Les peines encourues par les personnes morales sont :
1º L'amende, suivant les modalités prévues par
l'article 131-38 du code pénal ;
2º Les peines mentionnées à l'article 131-39 du code
pénal.
L'interdiction mentionnée au 2º de l'article 131-39
du code pénal porte sur l'activité dans l'exercice ou à
l'occasion de l'exercice de laquelle l'infraction a été
commise.
Article L163-11
(Loi nº 2005-516 du 20 mai 2005 art. 16 IV
Journal Officiel du 21 mai 2005 en vigueur le 31
décembre 2005)
Est puni des peines prévues par l'article 226-21 du
code pénal le fait, pour toute personne :
1. D'utiliser, à d'autres fins que celles poursuivies
par les articles L. 131-1 à L. 131-87 relatifs aux
chèques et par les articles L. 132-1 et L. 132-2
relatifs à la carte de paiement, les informations
centralisées par la Banque de France en application du
premier alinéa de l'article L. 131-85 ;
2. D'assurer, aux lieu et place de la Banque de
France, la centralisation des informations prévues par
le premier alinéa de l'article L. 131-85.

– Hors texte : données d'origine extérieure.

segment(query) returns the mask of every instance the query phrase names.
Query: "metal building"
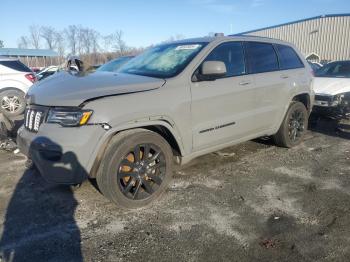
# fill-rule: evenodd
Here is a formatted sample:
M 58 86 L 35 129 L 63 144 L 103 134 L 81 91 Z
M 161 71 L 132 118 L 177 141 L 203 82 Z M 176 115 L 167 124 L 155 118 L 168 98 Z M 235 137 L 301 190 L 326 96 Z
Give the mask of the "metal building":
M 276 38 L 296 45 L 308 60 L 350 60 L 350 14 L 322 15 L 237 35 Z
M 0 56 L 18 58 L 29 67 L 46 67 L 56 63 L 58 54 L 49 49 L 0 48 Z

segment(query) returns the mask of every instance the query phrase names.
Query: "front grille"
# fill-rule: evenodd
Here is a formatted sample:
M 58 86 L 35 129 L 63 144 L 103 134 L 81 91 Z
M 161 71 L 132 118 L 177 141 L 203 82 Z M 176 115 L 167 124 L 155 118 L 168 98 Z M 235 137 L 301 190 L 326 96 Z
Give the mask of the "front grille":
M 332 102 L 333 96 L 315 95 L 315 100 L 316 101 Z
M 31 132 L 38 132 L 46 115 L 43 107 L 29 107 L 24 114 L 24 127 Z

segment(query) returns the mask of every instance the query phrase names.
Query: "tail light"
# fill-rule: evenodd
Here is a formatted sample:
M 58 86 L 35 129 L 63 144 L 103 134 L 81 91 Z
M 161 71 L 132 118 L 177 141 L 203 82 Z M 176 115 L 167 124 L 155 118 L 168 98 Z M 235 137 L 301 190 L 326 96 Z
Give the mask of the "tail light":
M 25 77 L 32 83 L 36 81 L 36 77 L 34 74 L 26 74 Z

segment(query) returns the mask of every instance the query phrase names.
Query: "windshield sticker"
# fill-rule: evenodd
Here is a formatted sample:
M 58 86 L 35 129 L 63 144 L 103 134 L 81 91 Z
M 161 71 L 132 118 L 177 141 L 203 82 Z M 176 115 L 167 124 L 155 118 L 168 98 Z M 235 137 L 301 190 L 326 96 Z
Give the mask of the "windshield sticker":
M 179 45 L 175 50 L 195 50 L 198 47 L 200 47 L 200 45 Z

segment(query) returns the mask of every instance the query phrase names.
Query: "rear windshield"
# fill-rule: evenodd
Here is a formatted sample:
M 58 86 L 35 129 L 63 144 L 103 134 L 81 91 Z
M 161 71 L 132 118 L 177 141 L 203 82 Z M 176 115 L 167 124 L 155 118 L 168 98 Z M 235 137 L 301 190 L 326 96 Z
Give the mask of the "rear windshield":
M 315 73 L 318 77 L 346 77 L 350 78 L 350 61 L 329 63 Z
M 29 69 L 25 64 L 22 62 L 15 60 L 15 61 L 0 61 L 0 64 L 3 66 L 6 66 L 8 68 L 11 68 L 16 71 L 20 72 L 32 72 L 32 70 Z

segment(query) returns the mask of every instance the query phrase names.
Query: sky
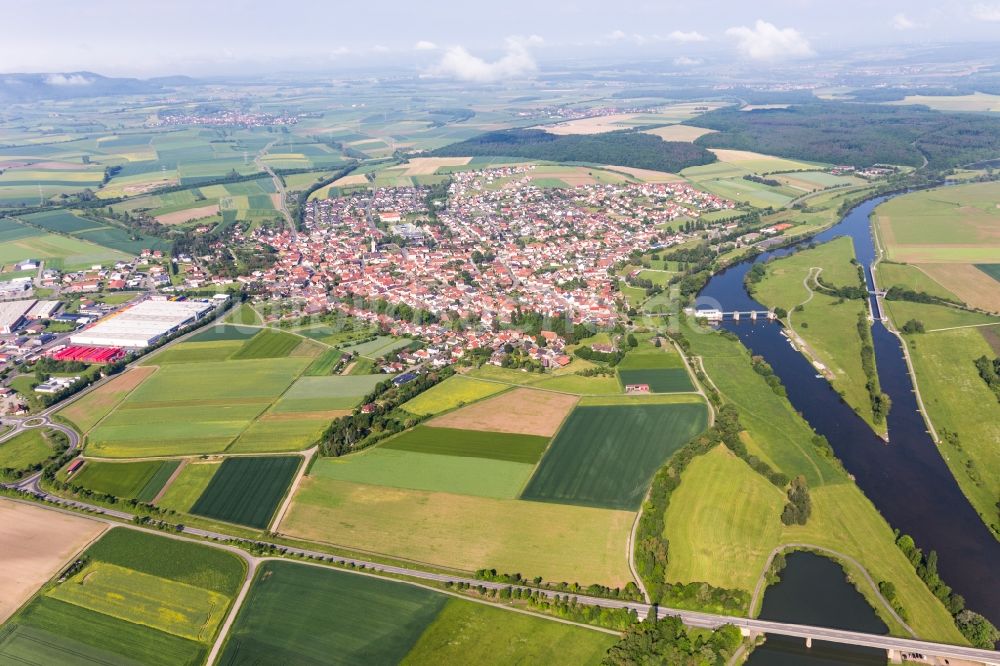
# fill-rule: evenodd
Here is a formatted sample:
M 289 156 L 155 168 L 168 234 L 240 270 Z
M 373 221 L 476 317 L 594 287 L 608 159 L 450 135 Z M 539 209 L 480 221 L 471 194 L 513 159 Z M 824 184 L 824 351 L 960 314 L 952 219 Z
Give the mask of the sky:
M 497 81 L 573 59 L 762 66 L 996 42 L 1000 0 L 0 0 L 0 72 L 111 76 L 403 67 Z

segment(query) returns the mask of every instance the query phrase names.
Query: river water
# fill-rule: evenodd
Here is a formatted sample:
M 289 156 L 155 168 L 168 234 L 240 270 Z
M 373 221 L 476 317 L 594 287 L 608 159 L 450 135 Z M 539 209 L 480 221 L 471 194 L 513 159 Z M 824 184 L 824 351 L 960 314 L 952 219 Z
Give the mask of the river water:
M 887 198 L 862 203 L 837 225 L 814 237 L 824 242 L 850 236 L 858 261 L 866 267 L 869 288 L 868 267 L 875 258 L 869 215 Z M 698 307 L 727 312 L 766 310 L 747 293 L 744 276 L 754 262 L 803 247 L 805 243 L 772 250 L 715 275 L 699 294 Z M 936 550 L 942 579 L 965 597 L 969 608 L 1000 625 L 1000 543 L 965 499 L 926 431 L 899 339 L 880 321 L 872 326 L 879 380 L 892 399 L 890 441 L 885 443 L 826 380 L 816 377 L 812 364 L 781 334 L 781 324 L 744 318 L 726 320 L 722 326 L 771 364 L 788 389 L 792 405 L 830 440 L 844 467 L 889 524 L 911 535 L 925 552 Z

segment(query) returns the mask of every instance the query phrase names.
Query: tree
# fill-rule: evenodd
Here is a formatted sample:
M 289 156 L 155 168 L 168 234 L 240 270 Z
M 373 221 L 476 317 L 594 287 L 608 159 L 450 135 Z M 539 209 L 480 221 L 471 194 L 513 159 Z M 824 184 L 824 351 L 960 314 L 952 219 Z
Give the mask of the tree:
M 985 617 L 970 610 L 964 610 L 955 618 L 962 635 L 978 648 L 992 650 L 1000 640 L 1000 631 Z

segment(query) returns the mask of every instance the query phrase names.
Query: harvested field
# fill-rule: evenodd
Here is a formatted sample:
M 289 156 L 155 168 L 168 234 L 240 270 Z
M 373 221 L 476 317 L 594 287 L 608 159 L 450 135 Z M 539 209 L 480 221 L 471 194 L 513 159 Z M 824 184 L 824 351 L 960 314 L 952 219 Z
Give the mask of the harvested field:
M 693 127 L 691 125 L 667 125 L 655 129 L 645 130 L 646 134 L 655 134 L 664 141 L 694 141 L 700 136 L 711 134 L 715 130 L 704 127 Z
M 202 493 L 208 487 L 208 482 L 219 470 L 218 462 L 190 463 L 185 465 L 180 474 L 163 493 L 156 503 L 164 509 L 173 509 L 187 513 Z
M 577 407 L 521 498 L 634 511 L 656 470 L 707 419 L 703 404 Z
M 107 528 L 87 518 L 0 499 L 0 622 Z
M 437 172 L 441 167 L 465 166 L 471 157 L 414 157 L 403 166 L 405 176 L 429 176 Z M 364 176 L 362 176 L 364 178 Z
M 264 529 L 301 462 L 300 456 L 227 458 L 191 513 Z
M 474 571 L 622 586 L 635 514 L 321 479 L 302 480 L 280 531 Z
M 178 460 L 101 462 L 89 460 L 73 476 L 75 485 L 122 499 L 149 502 L 156 497 L 180 464 Z
M 641 114 L 637 113 L 613 113 L 606 116 L 594 116 L 593 118 L 580 118 L 579 120 L 568 120 L 554 125 L 538 125 L 532 129 L 543 129 L 549 134 L 603 134 L 604 132 L 615 132 L 617 130 L 632 127 L 633 121 Z
M 139 386 L 156 368 L 138 366 L 126 370 L 111 381 L 102 384 L 79 400 L 59 410 L 59 416 L 70 421 L 87 433 L 97 425 L 97 422 L 107 416 L 115 405 L 125 399 L 134 388 Z
M 712 148 L 712 153 L 719 158 L 720 162 L 734 164 L 740 168 L 757 173 L 768 173 L 771 171 L 809 171 L 815 170 L 816 164 L 790 160 L 764 153 L 755 153 L 749 150 L 726 150 L 724 148 Z
M 574 395 L 516 388 L 439 416 L 428 425 L 552 437 L 576 401 Z
M 380 448 L 534 464 L 542 457 L 548 443 L 548 437 L 455 430 L 428 424 L 386 440 Z
M 352 185 L 367 185 L 368 179 L 365 178 L 363 173 L 352 173 L 346 176 L 341 176 L 337 180 L 333 181 L 334 187 L 350 187 Z
M 291 333 L 265 328 L 247 340 L 243 347 L 233 354 L 233 359 L 285 358 L 301 344 L 302 338 Z
M 203 217 L 211 217 L 218 214 L 219 204 L 212 204 L 210 206 L 199 206 L 198 208 L 185 208 L 184 210 L 174 211 L 173 213 L 164 213 L 163 215 L 157 215 L 155 219 L 160 224 L 170 226 L 172 224 L 184 224 L 185 222 L 200 220 Z
M 975 265 L 919 264 L 918 268 L 972 307 L 1000 312 L 1000 284 Z
M 271 413 L 325 412 L 354 408 L 388 375 L 300 377 L 274 404 Z
M 634 178 L 638 178 L 644 183 L 678 183 L 684 180 L 681 176 L 678 176 L 675 173 L 668 173 L 666 171 L 653 171 L 652 169 L 640 169 L 638 167 L 614 165 L 609 165 L 606 168 L 611 171 L 627 173 Z

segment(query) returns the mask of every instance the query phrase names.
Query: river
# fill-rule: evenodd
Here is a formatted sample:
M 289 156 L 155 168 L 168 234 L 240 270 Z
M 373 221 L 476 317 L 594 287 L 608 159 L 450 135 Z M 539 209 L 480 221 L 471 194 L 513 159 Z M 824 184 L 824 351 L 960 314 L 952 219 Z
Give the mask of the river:
M 866 201 L 838 224 L 814 237 L 824 242 L 848 235 L 858 261 L 875 259 L 869 215 L 890 197 Z M 781 257 L 805 246 L 781 248 L 736 264 L 713 276 L 698 297 L 698 307 L 723 311 L 766 310 L 748 293 L 743 278 L 758 261 Z M 872 297 L 874 298 L 874 297 Z M 825 435 L 844 467 L 889 524 L 909 534 L 924 551 L 938 552 L 941 578 L 965 597 L 969 608 L 1000 625 L 1000 543 L 966 500 L 926 431 L 899 339 L 881 321 L 872 326 L 878 376 L 892 399 L 889 443 L 885 443 L 841 399 L 825 379 L 781 334 L 781 324 L 726 320 L 754 354 L 771 364 L 788 389 L 788 398 L 810 425 Z M 766 603 L 766 600 L 765 600 Z

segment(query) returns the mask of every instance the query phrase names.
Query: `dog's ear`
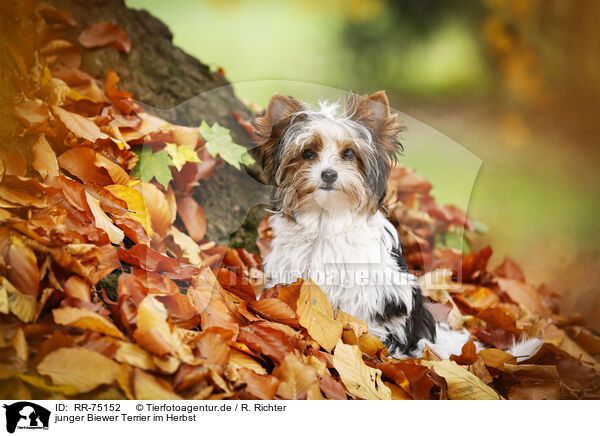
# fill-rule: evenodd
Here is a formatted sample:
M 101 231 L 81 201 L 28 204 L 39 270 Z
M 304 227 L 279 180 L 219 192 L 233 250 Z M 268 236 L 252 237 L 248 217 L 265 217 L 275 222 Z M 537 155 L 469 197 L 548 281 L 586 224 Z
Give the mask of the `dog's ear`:
M 292 115 L 302 109 L 300 100 L 275 93 L 269 101 L 265 114 L 254 120 L 263 168 L 271 180 L 281 160 L 278 155 L 281 135 L 289 126 Z
M 254 120 L 254 126 L 261 138 L 268 139 L 274 130 L 277 130 L 275 129 L 277 125 L 288 120 L 301 109 L 302 102 L 300 100 L 275 93 L 269 100 L 265 114 Z
M 390 112 L 390 103 L 385 91 L 370 96 L 350 94 L 346 101 L 350 118 L 365 125 L 382 151 L 392 159 L 402 150 L 398 134 L 403 129 Z

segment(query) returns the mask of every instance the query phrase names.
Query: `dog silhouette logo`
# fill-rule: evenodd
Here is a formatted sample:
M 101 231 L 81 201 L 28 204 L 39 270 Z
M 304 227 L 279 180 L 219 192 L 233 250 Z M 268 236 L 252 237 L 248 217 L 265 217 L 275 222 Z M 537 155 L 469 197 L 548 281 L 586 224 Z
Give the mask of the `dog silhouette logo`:
M 50 411 L 29 401 L 19 401 L 6 409 L 6 431 L 14 433 L 16 429 L 47 430 L 50 421 Z

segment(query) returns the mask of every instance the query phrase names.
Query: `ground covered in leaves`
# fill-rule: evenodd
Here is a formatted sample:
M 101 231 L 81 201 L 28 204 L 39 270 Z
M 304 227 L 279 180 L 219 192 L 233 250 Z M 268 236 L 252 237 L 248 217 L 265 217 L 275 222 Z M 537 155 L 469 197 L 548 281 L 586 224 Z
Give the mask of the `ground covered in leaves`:
M 510 259 L 492 270 L 491 248 L 470 252 L 476 226 L 407 168 L 386 200 L 406 260 L 436 319 L 485 349 L 393 359 L 310 280 L 263 290 L 260 257 L 205 240 L 192 196 L 215 165 L 251 162 L 245 149 L 221 126 L 150 116 L 110 69 L 82 71 L 82 49 L 129 51 L 118 26 L 69 41 L 68 11 L 11 5 L 15 135 L 31 148 L 0 152 L 1 398 L 600 397 L 600 338 Z M 517 363 L 504 350 L 524 334 L 544 345 Z

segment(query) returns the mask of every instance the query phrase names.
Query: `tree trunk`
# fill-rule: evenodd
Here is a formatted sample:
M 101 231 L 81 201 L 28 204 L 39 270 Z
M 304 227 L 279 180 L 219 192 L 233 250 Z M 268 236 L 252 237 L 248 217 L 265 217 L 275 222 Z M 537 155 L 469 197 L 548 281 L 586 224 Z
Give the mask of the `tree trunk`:
M 77 26 L 65 30 L 72 41 L 77 41 L 81 31 L 99 21 L 118 24 L 127 32 L 132 46 L 128 54 L 112 47 L 82 48 L 83 71 L 105 79 L 112 68 L 121 78 L 120 86 L 132 92 L 147 111 L 180 125 L 199 126 L 202 120 L 209 124 L 218 122 L 231 130 L 235 142 L 252 146 L 250 135 L 232 113 L 245 120 L 250 120 L 252 114 L 235 97 L 229 82 L 174 46 L 167 26 L 150 13 L 129 9 L 123 0 L 50 0 L 49 3 L 75 17 Z M 209 240 L 226 244 L 235 232 L 232 245 L 253 247 L 256 225 L 264 216 L 264 207 L 258 205 L 269 202 L 269 189 L 254 178 L 262 180 L 257 165 L 246 171 L 220 165 L 211 179 L 196 188 L 195 197 L 206 213 Z M 253 206 L 244 227 L 237 231 Z

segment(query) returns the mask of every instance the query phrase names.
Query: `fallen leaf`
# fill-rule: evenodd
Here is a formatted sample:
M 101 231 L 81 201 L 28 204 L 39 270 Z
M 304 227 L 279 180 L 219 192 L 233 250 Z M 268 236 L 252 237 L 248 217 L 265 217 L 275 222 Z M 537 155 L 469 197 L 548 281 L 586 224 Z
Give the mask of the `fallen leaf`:
M 314 368 L 305 365 L 294 353 L 289 353 L 275 368 L 273 375 L 280 380 L 277 395 L 287 400 L 306 398 L 319 380 Z
M 33 152 L 33 168 L 40 173 L 42 179 L 45 179 L 47 176 L 58 176 L 59 168 L 58 168 L 58 160 L 56 159 L 56 154 L 44 135 L 40 135 L 33 144 L 32 148 Z
M 191 195 L 177 199 L 177 213 L 190 237 L 199 242 L 206 234 L 206 215 L 204 210 Z
M 319 345 L 331 352 L 342 336 L 342 324 L 333 319 L 331 304 L 312 280 L 302 283 L 296 313 L 300 325 Z
M 112 383 L 119 365 L 108 357 L 85 348 L 59 348 L 38 364 L 37 370 L 59 385 L 73 386 L 77 392 L 89 392 Z
M 352 395 L 365 400 L 391 400 L 391 391 L 381 380 L 381 370 L 365 365 L 358 346 L 338 341 L 333 366 Z
M 74 112 L 64 110 L 59 106 L 52 106 L 52 110 L 65 127 L 78 138 L 83 138 L 90 142 L 95 142 L 98 139 L 108 139 L 108 135 L 102 133 L 92 120 Z
M 452 400 L 501 400 L 502 397 L 475 375 L 451 360 L 432 362 L 434 371 L 448 383 Z
M 131 41 L 127 33 L 113 23 L 102 21 L 92 24 L 79 35 L 79 43 L 86 48 L 110 45 L 119 51 L 129 53 Z
M 240 368 L 240 378 L 246 383 L 246 391 L 259 400 L 272 400 L 279 388 L 279 380 L 269 374 L 257 374 L 246 368 Z
M 136 400 L 182 400 L 167 382 L 141 369 L 133 371 L 133 392 Z
M 77 307 L 60 307 L 52 311 L 54 322 L 60 325 L 91 330 L 124 339 L 123 333 L 108 319 L 96 312 Z

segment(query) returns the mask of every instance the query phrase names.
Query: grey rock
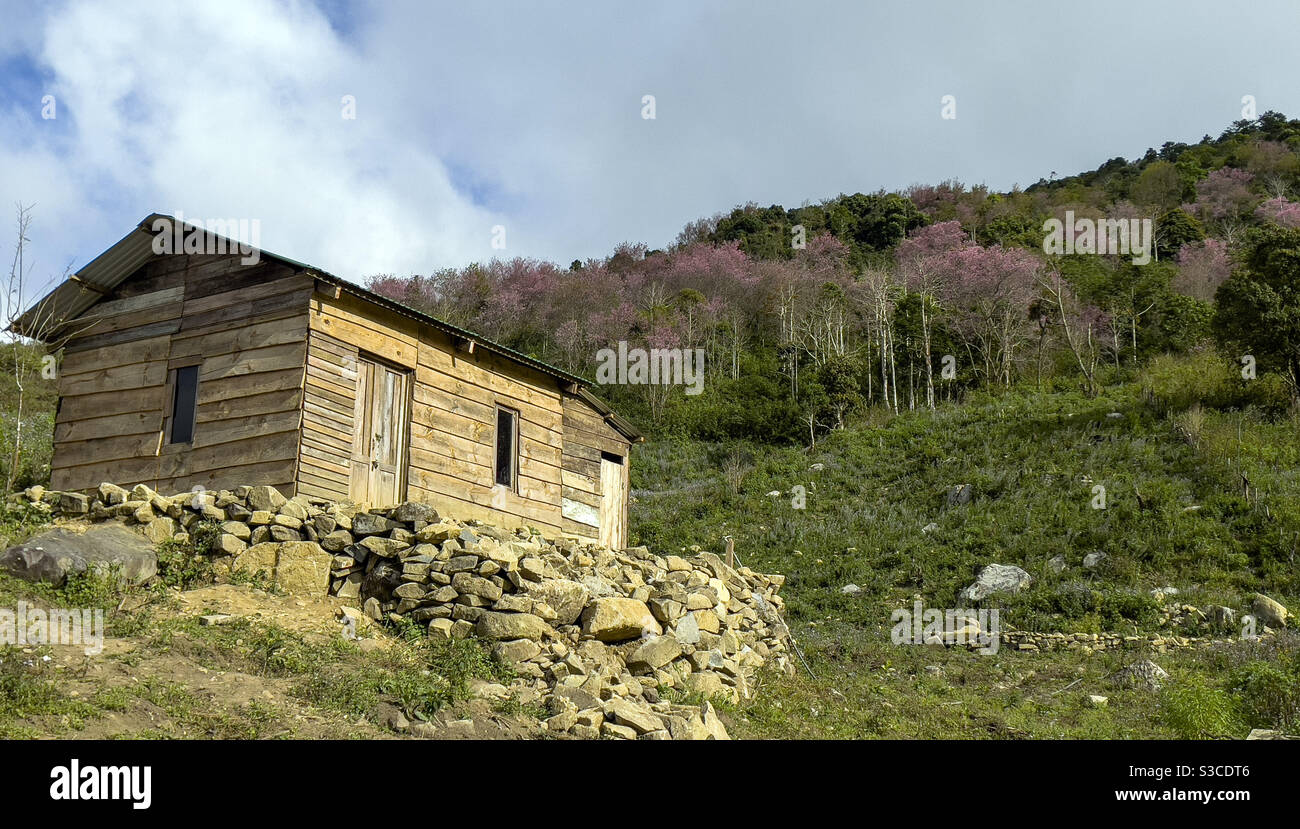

Nota : Loi 2005-516 2005-05-20 art. 16 V :
1 - Jusqu'à leur échéance, les investissements
réalisés conformément aux dispositions de l'article 15
de la loi nº 90-568 du 2 juillet 1990 précitée dans sa
rédaction en vigueur jusqu'à la date de publication de
la présente loi demeurent régis par ces dispositions.
2 - Les dispositions des I à IV entrent en vigueur à
la date du transfert prévu au 1 du II. Le décret nº
2005-1068 du 30 août 2005 fixe la date de transfert
prévu au 31 décembre 2005.
Article L163-12
Est puni des peines prévues à
l'article 226-21 du code pénal le fait, pour toute
personne, de diffuser ou de conserver des informations
obtenues en application de l'article L. 131-86.